City Councilor Philip Palmieri, whose district includes part of the area, said the reopening of Front Street as part of downtown's CitySquare project is instrumental in linking the areas, with the Canal District eventually seeing spinoff from downtown developments and people coming from Boston by train. (Disclosure: The Worcester Business Journal rents office space from Palmieri.)
"Places like the canal zone and Shrewsbury Street were generally islands because you couldn't get to downtown," he said. "Now that we've opened it up, there is a pedestrian-friendly way which you can get to the downtown and to (the) East Side and the canal zone."
Yet while there's a lot of optimism, the area is not without its challenges.
Two parcels totaling 1.3 acres where auto parts shop Bumper to Bumper once stood are now empty lots facing Harding and Green that fill out the property between the three streets where Lorusso's buildings are. It's a prominent location in Kelley Square that officials want to see developed. McGourthy said the city has been working with the property owner who is seeking a buyer and called the property a "critical element."
"We want something that will help people connect into Kelley Square and ultimately across Kelley Square," he said.
Giangregorio said the area on the other side of the square, most notably Millbury Street, was traditionally the city's entertainment hub.
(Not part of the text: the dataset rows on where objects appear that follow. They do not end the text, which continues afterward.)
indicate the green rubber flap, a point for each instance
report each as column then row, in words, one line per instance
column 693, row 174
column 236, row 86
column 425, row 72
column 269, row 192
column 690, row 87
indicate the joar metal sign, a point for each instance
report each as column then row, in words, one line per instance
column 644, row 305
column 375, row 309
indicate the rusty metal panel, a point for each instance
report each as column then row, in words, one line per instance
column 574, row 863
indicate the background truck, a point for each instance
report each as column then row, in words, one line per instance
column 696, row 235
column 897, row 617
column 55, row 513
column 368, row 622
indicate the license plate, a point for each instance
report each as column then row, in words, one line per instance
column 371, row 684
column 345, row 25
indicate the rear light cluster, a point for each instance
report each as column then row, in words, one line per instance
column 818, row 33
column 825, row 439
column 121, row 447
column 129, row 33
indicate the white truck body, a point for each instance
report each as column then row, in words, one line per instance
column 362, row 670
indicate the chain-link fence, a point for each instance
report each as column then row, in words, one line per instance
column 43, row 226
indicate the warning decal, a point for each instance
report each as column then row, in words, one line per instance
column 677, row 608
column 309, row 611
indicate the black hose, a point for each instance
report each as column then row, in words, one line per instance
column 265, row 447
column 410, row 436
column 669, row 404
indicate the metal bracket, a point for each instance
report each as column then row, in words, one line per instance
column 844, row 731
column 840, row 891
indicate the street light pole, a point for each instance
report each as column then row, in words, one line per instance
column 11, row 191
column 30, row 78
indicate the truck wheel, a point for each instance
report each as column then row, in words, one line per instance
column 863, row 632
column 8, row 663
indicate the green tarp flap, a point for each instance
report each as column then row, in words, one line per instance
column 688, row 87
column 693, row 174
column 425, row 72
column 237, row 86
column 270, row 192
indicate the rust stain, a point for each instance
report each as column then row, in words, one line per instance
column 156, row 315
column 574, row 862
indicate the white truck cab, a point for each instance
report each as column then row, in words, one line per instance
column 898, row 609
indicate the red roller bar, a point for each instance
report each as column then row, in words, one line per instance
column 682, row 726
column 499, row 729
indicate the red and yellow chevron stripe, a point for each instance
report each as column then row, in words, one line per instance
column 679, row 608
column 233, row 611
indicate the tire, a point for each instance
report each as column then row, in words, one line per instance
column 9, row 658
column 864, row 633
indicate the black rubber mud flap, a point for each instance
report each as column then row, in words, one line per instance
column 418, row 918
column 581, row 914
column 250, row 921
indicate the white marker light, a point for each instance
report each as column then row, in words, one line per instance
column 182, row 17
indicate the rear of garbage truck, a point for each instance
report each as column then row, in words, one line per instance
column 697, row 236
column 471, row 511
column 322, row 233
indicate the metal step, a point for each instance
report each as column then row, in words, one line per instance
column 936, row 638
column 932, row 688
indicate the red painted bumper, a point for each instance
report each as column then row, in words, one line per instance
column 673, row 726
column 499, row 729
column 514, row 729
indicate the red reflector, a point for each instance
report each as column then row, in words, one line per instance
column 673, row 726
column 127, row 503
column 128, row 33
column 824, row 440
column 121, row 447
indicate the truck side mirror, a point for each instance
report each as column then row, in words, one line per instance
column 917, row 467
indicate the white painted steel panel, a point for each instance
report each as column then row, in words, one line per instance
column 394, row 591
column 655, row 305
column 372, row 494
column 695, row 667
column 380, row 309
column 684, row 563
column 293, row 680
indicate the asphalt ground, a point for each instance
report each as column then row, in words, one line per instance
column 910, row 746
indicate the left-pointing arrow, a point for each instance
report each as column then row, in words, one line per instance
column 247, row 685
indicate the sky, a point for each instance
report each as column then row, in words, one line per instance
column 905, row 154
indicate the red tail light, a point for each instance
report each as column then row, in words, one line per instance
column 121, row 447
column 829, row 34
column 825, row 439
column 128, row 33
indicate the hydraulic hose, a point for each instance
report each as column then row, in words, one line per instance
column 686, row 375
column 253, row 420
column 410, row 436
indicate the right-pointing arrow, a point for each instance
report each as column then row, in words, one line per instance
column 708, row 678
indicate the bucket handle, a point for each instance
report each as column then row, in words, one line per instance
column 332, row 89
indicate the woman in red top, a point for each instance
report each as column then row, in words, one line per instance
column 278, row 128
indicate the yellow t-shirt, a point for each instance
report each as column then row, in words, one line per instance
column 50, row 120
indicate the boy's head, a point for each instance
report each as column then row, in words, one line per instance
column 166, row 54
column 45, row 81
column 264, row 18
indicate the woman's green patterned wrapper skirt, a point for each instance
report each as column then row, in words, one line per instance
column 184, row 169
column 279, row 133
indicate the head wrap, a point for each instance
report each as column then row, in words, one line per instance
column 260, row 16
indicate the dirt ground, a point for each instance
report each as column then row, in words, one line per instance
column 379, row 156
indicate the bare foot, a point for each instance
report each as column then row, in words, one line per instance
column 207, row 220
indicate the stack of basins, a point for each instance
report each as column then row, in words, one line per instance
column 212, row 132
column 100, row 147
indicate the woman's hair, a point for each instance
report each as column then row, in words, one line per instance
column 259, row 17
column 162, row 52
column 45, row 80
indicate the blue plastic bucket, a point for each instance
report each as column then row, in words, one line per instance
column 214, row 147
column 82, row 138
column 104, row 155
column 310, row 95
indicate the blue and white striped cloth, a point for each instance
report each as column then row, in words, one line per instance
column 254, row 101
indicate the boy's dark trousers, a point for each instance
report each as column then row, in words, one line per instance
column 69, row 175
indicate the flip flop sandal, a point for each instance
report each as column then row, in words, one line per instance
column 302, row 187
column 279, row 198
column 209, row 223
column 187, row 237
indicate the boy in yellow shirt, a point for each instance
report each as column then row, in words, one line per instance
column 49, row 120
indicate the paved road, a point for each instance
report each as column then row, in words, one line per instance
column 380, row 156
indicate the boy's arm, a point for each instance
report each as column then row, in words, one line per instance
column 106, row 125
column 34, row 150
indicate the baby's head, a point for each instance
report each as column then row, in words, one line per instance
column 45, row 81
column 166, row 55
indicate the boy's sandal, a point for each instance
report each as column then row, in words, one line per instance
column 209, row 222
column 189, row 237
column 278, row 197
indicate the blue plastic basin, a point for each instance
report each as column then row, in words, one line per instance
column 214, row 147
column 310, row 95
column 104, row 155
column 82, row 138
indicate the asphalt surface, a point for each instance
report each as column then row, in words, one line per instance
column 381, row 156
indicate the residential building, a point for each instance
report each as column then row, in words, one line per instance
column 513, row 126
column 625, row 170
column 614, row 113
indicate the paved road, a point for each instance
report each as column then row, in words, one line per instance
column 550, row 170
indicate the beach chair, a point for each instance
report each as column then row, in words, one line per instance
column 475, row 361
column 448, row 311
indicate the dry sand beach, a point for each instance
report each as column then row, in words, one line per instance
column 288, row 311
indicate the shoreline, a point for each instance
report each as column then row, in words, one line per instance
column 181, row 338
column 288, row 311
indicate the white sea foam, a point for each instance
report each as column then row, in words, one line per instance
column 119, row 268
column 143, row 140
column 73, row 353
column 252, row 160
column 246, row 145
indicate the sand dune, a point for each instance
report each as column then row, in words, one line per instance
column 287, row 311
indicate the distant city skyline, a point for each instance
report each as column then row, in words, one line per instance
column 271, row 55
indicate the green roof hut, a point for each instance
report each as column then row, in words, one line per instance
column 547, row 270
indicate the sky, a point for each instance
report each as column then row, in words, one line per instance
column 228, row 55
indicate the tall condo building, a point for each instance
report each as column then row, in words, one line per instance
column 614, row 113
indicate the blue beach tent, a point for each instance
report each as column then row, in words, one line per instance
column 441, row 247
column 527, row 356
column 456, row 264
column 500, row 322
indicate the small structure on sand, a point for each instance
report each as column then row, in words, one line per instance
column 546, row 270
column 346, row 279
Now, he said, there are about 20 empty storefronts, partially due to changes in Interstate 290 exits that altered traffic flow in the area.
"Like every business district, there are holes," Palmieri said. "They still have ways to go, but they are very proactive, probably one of the more creative business groups around ... and I think that's extraordinarily important, and I think in the end, they'll be enormously successful."